Adopt a Healthy Diet
There is no single "diabetes diet." People with diabetes should eat the same healthy, wholesome foods that everyone else should. A healthy diet for people with diabetes:
- is moderate in complex carbohydrates, such as beans, vegetables and grains
- is low in fat, particularly saturated fat and cholesterol
- has adequate protein, such as meat, poultry, fish and tofu
- is high in fiber, which can be found in fresh vegetables and fruits as well as whole-grain breads and some cereals
- is low in sugary foods and sweets
- includes moderate amounts of alcohol — but only if it does not react with your medication (If you take any medication, check with your doctor before drinking alcohol.)
If you have already been eating healthy, balanced meals — keep it up! If not, changing an unhealthy diet to a healthy one will definitely help your diabetes. In fact, it's almost impossible to maintain healthy blood glucose levels without eating a balanced diet that is low in sweets and fats and high in whole grains, vegetables and fruits, with moderate amounts of protein.
What to Eat
It's key that you understand what you need to eat so that you can keep the glucose in your blood as close to a normal level as possible — your health depends on it. It's also important to coordinate your meals with your physical activity and with your diabetes pills or insulin, if you take them.

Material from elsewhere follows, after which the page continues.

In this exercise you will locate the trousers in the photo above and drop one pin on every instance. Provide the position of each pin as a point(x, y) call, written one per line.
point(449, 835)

You need not go it alone when planning your meals. As part of your diabetes management team, a dietitian will work with you to customize a meal plan that fits your food likes and dislikes, eating habits, personal and medical information, as well as your lifestyle.
Different foods affect your blood glucose level differently:
- Some foods cause the blood glucose to rise quickly.
- Others cause the blood glucose to rise more gradually.
- The amount of carbohydrates you eat will have the most impact on your blood glucose levels.
Work closely with your dietitian and your diabetes educator to learn how different foods impact your blood glucose.
When to Eat
When you eat can impact your blood glucose levels. For instance, skipping meals can cause your blood glucose to get too low — a condition called hypoglycemia. This can make you feel weak and shaky and can even make you pass out. Eating makes your blood glucose go up. Eating about the same amount of food at the same times every day can help keep your blood glucose from getting too high or too low. Talk with your doctor and your dietitian or diabetes educator about when you should eat and when you should take your medicine.
In general, follow these guidelines:
- Take your diabetes medicine at about the same time(s) each day. If you take diabetes pills, take them before you eat. If you take regular, NPH or Lente insulin, give yourself an injection 30 minutes before you eat. If you take Humalog insulin lispro or Novolog insulin aspart, give yourself an injection right before you eat.
- Be physically active at about the same time every day.
What you eat and how you prepare food is so routine that sometimes changing your habits may feel quite uncomfortable at first. Think about other times when you had to make adjustments — like having a new addition to your family or getting used to a new job. It's awkward, but you probably feel less stress about the changes if you have a sense of humor and give yourself time to adjust to all the new ways of doing things. When you first start to change what you eat, you might try approaching it with the same patience. It takes practice to develop new eating habits so that you gain skill and confidence about eating the foods that help you manage your blood glucose levels.